Salivary and cement protein analysis
A total of 159 non-redundant tick cement proteins were retrieved from the NCBI database and then clustered with all D. tinctorium and L. deliense amino-acid sequences using OrthoMCL in order to identify the tick cement orthologues in the new genomes. Salivary proteins of I. scapularis and T. urticae have been previously identified using proteomic methods by Kim et al. [120] and Jonckheere et al. [126], respectively. Proteins that might be present in the saliva of D. tinctorium and L. deliense were identified by clustering all predicted protein-coding sequences in the new genomes with these T. urticae and I. scapularis salivary proteins using OrthoMCL [207]. Venn diagrams were constructed using InteractiVenn [221].
Sample preparation for proteomics
Engorged larvae of L. deliense (10 specimens) were pooled from infested rodent specimens (Bandicota indica, Bandicota savilei and Rattus tanezumi) captured across several provinces in Thailand during the field studies of the CERoPath project [177]. The chigger samples were fixed in 70% ethanol and identified as L. deliense using autofluorescence microscopy [222]. For D. tinctorium, proteomic analysis was performed on a single ethanol-fixed individual from the same collection used for genome sequencing.
The chiggers were washed with chilled 50 mM ammonium bicarbonate. Soluble protein extracts were prepared by homgenisation in 0.1% w/v, Rapigest (Waters) in 50 mM ammonium bicarbonate using a polypropylene mini-pestle. This was followed by three cycles of sonication on ice (Vibra-cell 130PB sonicator at 20 Hz with microprobe; 10 sec of sonication alternating with 30 sec of incubation on ice). Samples were centrifuged at 13,000 × g for 10 min at 4°C. The supernatant was removed and retained. The D. tinctorium individual was homogenised using a mini-pestle in lysis buffer (4% SDS, Tris-hydrochloride, pH 7.6) and sonicated and centrifuged as above. Supernatants from both mite preparations were stored at −80°C.

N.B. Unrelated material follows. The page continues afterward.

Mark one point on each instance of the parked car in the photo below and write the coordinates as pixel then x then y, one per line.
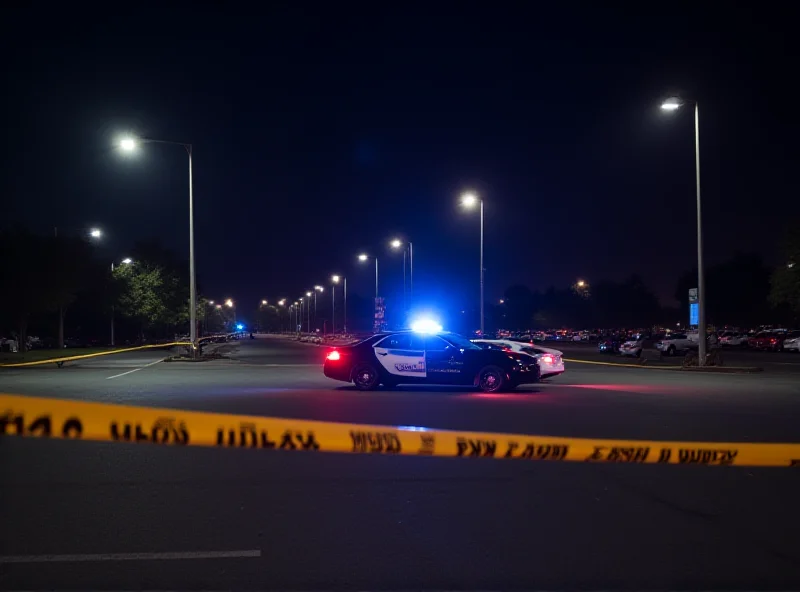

Protein concentrations of the samples were determined using a Bradford protein assay (Thermo Fisher Scientific). The L. deliense protein extract was reduced with 3 mM dithiothreitol (Sigma) at 60°C for 10 min, cooled, then alkylated with 9 mM iodoacetamide (Sigma) at room temperature for 30 min in the dark; all steps were performed with intermittent vortex-mixing. Proteomic-grade trypsin (Sigma) was added at a protein:trypsin ratio of 50:1 and incubated at 37°C overnight. Rapigest was removed by adding trifluoroacetic acid (TFA) to a final concentration of 0.5% (v/v). Peptide samples were centrifuged at 13,000 × g for 30 min to remove precipitated Rapigest. The D. tinctorium protein extract was reduced, alkylated and digested with trypsin using the filter-aided sample preparation approach [57]. Peptides from D. tinctorium were split into eight fractions using the Pierce High pH Reversed-Phase Peptide Fractionation Kit according to the manufacturer’s instructions. Each digest and fraction was concentrated and desalted using C18 Stage tips (Thermo Fisher Scientific), then dried using a centrifugal vacuum concentrator (Eppendorf) and re-suspended in a 0.1% (v/v) TFA, 3% (v/v) acetonitrile solution.
Mass spectrometry
Peptides were analysed by on-line nanoflow LC using the Ultimate 3000 nano system (Dionex/Thermo Fisher Scientific). Samples were loaded onto a trap column (Acclaim PepMap 100, 2 cm × 75 μm inner diameter, C18, 3 μm, 100 Å) at 9μl /min with an aqueous solution containing 0.1 %( v/v) TFA and 2% (v/v) acetonitrile. After 3 min, the trap column was set in-line to an analytical column (Easy-Spray PepMap® RSLC 50 cm × 75 μm inner diameter, C18, 2 μm, 100 Å) fused to a silica nano-electrospray emitter (Dionex). The column was operated at a constant temperature of 35°C and the LC system was coupled to a Q-Exactive mass spectrometer (Thermo Fisher Scientific). Chromatography was performed with a buffer system consisting of 0.1 % formic acid (buffer A) and 80 % acetonitrile in 0.1 % formic acid (buffer B). The peptides were separated by a linear gradient of 3.8 – 50 % buffer B over 90 minutes (D. tinctorium and L. deliense whole digests) or 30 min (D. tinctorium fractions) at a flow rate of 300 nl/min. The Q-Exactive was operated in data-dependent mode with survey scans acquired at a resolution of 70,000 at m/z 200. Scan range was 300 to 2000m/z. Up to the top 10 most abundant isotope patterns with charge states +2 to +5 from the survey scan were selected with an isolation window of 2.0 Th and fragmented by higher energy collisional dissociation with normalized collision energies of 30. The maximum ion injection times for the survey scan and the MS/MS scans were 250 and 50 ms, respectively, and the ion target value was set to 1 × 106 for survey scans and 1 × 104 for the MS/MS scans. The MS/MS events were acquired at a resolution of 17,500. Repetitive sequencing of peptides was minimized through dynamic exclusion of the sequenced peptides for 20 sec.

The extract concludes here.